Driving Oklahoma’s Route 66 allows the traveler to journey through time, offering unique recreational experiences. Only in Oklahoma, can one experience the history of Tulsa’s Black Wall Street, the jazz of Oklahoma City’s Deep Deuce and the state's rich Native American heritage. From prehistory to today, Oklahoma’s Route 66 is a crossroads for transporting cultures and people. The 38 vibrant communities along Oklahoma’s Route 66 offer the traveler the opportunity to touch the past in the modern day.

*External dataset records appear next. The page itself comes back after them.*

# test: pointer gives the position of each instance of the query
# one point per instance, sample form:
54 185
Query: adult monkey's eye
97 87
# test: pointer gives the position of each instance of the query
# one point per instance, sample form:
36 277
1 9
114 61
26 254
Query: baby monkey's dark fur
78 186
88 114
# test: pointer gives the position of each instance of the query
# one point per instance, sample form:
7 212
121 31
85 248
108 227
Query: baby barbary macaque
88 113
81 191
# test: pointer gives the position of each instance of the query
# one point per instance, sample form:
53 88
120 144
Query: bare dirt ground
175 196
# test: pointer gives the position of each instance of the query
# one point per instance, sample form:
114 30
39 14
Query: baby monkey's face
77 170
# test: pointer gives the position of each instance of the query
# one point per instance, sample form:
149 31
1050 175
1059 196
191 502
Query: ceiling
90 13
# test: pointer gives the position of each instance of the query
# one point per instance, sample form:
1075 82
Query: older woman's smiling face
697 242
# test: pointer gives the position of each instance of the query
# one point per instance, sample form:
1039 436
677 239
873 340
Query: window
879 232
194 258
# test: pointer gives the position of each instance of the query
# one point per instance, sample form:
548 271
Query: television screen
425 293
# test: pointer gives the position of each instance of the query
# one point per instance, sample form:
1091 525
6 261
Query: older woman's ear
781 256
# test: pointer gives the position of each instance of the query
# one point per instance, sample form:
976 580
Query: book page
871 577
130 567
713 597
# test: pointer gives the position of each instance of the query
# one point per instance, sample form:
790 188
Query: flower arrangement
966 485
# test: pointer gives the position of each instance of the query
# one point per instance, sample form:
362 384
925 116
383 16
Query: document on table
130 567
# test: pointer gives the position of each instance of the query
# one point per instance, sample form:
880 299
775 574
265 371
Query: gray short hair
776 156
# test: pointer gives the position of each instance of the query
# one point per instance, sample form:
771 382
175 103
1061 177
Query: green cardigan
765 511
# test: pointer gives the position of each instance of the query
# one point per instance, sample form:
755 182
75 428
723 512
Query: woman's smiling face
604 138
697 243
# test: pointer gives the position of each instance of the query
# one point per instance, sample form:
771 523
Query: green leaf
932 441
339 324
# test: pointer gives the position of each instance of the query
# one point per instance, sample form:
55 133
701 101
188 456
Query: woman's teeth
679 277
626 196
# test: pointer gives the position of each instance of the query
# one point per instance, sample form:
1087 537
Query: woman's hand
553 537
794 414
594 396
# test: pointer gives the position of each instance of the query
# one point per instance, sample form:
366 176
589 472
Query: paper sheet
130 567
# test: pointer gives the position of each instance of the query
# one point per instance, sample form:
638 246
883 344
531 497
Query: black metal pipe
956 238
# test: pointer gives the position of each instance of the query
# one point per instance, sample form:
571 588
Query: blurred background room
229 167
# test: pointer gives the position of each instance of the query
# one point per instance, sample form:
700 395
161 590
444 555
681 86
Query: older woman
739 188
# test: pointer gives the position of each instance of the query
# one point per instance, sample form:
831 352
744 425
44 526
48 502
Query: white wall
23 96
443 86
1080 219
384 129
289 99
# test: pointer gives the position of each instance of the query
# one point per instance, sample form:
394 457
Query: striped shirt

Traveling Oklahoma’s Route 66 transports the traveler through the distinct cultures that make up the immigrant and indigenous story of America. The journey is also one through time, as travelers experience the current issues of today at locations such as the Oklahoma City Bombing Memorial and the neon world of yesterday through locations such as Pop’s and the Rock Café. The story Oklahoma’s Route 66 tells is one of dreams and opportunity, such as the world’s largest totem pole in Foyil or the Blue Whale of Catoosa. Oklahoma’s Route 66 became the only hope of escape for one third of our state’s population during the Dust Bowl era as chronicled in John Steinbeck’s the Grapes of Wrath. Oklahoma’s Route 66 is a shining testament to the freedom to dream big, to move freely, and to have hope of a better tomorrow. The traveler experiences what we have been as a nation, what we are and what we will be.
When you think of Route 66, images of bright neon lights, motor courts and diners come to mind. The road is much more than concrete and asphalt. Route 66 is a vibrant string of diverse communities offering events for visitors each day. Oklahoma is the heart of Route 66, and offers the traveler the opportunity to create a one-of-a-kind story during their travel. Oklahoma’s Route 66 offers plenty to see and plenty to do. The road is home to three Route 66 museums, and numerous other attractions that educate visitors about the road’s rich history. Additionally, the traveler can enjoy interactions with unique and diverse wildlife and landscapes along the route. The geographical diversity consists of Great Plains to River Valley topography. This diversity offers the traveler an opportunity to experience physical diversity that they can find nowhere else along the Mother Road except in Oklahoma.